When a Trust is established, it must designate several things. First it must name one or more beneficiaries—this is who will receive the Trust assets and when they will receive those assets. Second, the Trust must name a Trustee. The role of the Trustee is to oversee the Trust and distribute the Trust assets as provided in the terms of the Trust. In essence, the Trustee is the one “in charge” of the Trust. When a person picks a Trustee, they usually do so believing that that person will carry out their duties in good faith.
However, a frequent question we encounter in our estate practice is whether a Trustee, once appointed, can be removed. The simple answer is “yes.” In fact, some Trusts specifically provide that the Trustee can be removed under certain circumstances. For example, some Trusts provide that the Trustee can be removed by vote of the beneficiaries.
However, even when the Trust does not include such a provision, the Trustee can be removed if certain criteria are met. Section 736.0706, Fla.
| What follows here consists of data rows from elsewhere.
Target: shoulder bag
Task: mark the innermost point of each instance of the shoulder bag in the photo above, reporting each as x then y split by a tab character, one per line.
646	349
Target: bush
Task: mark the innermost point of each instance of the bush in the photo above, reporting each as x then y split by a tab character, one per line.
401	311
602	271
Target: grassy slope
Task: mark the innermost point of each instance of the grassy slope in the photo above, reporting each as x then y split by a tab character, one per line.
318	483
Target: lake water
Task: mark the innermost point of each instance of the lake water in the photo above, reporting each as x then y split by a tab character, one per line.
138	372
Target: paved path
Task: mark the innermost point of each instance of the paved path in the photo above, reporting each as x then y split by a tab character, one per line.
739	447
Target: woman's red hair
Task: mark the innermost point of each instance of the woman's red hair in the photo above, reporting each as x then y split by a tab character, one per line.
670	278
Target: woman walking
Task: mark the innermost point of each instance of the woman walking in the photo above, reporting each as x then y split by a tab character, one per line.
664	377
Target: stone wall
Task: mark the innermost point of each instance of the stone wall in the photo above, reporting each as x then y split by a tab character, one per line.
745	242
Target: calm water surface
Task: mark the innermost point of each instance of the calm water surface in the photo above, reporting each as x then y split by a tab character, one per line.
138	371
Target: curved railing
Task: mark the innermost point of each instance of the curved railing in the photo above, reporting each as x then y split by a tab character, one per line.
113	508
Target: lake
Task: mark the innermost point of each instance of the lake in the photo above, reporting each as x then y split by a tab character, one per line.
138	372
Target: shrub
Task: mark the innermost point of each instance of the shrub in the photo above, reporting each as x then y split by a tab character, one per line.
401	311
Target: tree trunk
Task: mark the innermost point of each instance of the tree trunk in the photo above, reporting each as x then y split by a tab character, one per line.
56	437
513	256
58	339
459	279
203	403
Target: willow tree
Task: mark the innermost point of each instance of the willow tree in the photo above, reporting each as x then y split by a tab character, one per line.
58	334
Stat. provides the following for removal of a Trustee:
(1) The settlor, a cotrustee, or a beneficiary may request the court to remove a trustee, or a trustee may be removed by the court on the court’s own initiative.
(2) The court may remove a trustee if:
(a) The trustee has committed a serious breach of trust;
(b) The lack of cooperation among cotrustees substantially impairs the administration of the trust;
(c) Due to the unfitness, unwillingness, or persistent failure of the trustee to administer the trust effectively, the court determines that removal of the trustee best serves the interests of the beneficiaries; or
(d) There has been a substantial change of circumstances or removal is requested by all of the qualified beneficiaries, the court finds that removal of the trustee best serves the interests of all of the beneficiaries and is not inconsistent with a material purpose of the trust, and a suitable cotrustee or successor trustee is available.
In order to remove a Trustee, a settlor, a Co-Trustee, or a beneficiary must file a court action (a lawsuit) petitioning that the Trustee be removed. In that action, the court will hear evidence and from that will decide if any of the applicable criteria of Section 736.0706 are met. For example, has the Trustee committed a serious breach of trust? Is there a serious lack of cooperation among the Co-Trustees which is impairing administration? Is the Trustee unfit? Is the Trustee unwilling to administer the Trust?
Cases seeking to remove a Trustee are challenging and can take significant time and expense. A person wishing to pursue such a case should hire an attorney with experience not only in estate and Trust administration but also in trying cases.